Zoning allows more commercial building | Letter to the editor

Zoning allows more commercial building | Letter to the editor

In response

Zoning allows more commercial building

To the editor:

Melissa Carlson’s letter regarding the proposed hotel in Winslow published on Aug. 9, was fraught with inaccuracies. Oppose or support the hotel, but at least be truthful with facts.

Size — the hotel site is not zoned for a 15-room hotel. In fact, hotels in Winslow’s core zone are “permitted” up to 15 rooms, and at room 16 they become a “conditional” use. This parcel of land is one of the largest in Winslow; land area matters considerably in what might fit on a parcel. The zoning regulations for this land allow a mixed-use project of more than 120,000 square feet, much larger than the less than 74,000 proposed for the hotel.

Intensity — the hotel will have fewer people on site compared to a non-bonused residential/commercial project, also less parking, less traffic and noise which is strictly limited by local and state law. Development on this parcel, under existing zoning rules, allows for a project over 60 percent larger than the proposed hotel.

Precedent — allowing the hotel is not creating a means to build larger than the zoning currently allows. Current zoning on this parcel allows for significantly more development than proposed. It is wrong to suggest it sets any precedent for something larger than currently allowed.

Economic vitality — the hotel will generate considerable local economic benefits to our downtown, helping support our retail and service businesses that line Winslow Way. Conservative economic studies look at visitors spending locally over $200 for every $100 they spend at a hotel. That is a significant positive benefit to our local businesses. It is not true that “smaller development” will be a similar economic generator.

High end restaurant providing “competition” — this isn’t bad, in fact competition is typically a good thing. It is more likely that visitors spending a couple of nights at the hotel will in fact try other local restaurants during their stay. Somehow inventing the notion that the Winslow Master Plan discourages new restaurants is false.

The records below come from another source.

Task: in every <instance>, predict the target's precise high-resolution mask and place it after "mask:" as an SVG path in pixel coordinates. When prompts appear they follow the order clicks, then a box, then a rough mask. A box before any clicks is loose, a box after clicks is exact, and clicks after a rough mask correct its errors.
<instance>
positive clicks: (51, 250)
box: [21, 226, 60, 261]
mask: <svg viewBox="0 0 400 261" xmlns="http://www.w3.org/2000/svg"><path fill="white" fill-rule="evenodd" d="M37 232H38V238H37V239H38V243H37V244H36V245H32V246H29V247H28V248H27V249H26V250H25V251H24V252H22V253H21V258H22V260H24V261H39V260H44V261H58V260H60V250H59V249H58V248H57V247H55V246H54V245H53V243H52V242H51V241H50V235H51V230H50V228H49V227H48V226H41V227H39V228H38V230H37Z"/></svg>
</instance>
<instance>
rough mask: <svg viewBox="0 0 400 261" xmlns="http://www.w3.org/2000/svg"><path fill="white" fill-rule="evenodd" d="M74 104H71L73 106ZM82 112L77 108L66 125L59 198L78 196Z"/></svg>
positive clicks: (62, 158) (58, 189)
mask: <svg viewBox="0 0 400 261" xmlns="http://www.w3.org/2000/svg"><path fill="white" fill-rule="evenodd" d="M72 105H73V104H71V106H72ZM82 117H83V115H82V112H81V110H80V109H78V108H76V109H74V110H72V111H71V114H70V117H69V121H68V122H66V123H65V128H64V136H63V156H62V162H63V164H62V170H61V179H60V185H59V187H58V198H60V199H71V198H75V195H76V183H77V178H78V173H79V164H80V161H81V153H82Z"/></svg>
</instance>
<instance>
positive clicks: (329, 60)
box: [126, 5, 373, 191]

“Small town feel” — the land use regulations for Winslow implement the Comprehensive Plan and Winslow Master Plan; that’s what they’re supposed to do. The Design Review Board concluded that the hotel architecturally met those regulations and guidelines. The hotel is never more than three stories above grade, surrounded by a neighborhood that includes 11 buildings three and four stories tall.

Services for people who live here ­— the hotel has been designed to serve local needs for weddings, music recitals, and simply a place to meet in town. The owner has consistently made public statements about how engaging the community is critical to the success of the hotel. This has been ignored by the planning commission. It is disingenuous to suggest, as Carlson does, that the courtyard is only accessible to “patrons.” It’s a hotel, who has not walked into a great hotel and experienced their lobby or grounds?

Jobs — yes, the hotel will provide new jobs, a range of jobs at a range of salaries. That’s typically seen as a good thing. We also proposed adding some affordable housing to the overall project, to serve some of the staffers at these new jobs, ignored by the planning commission.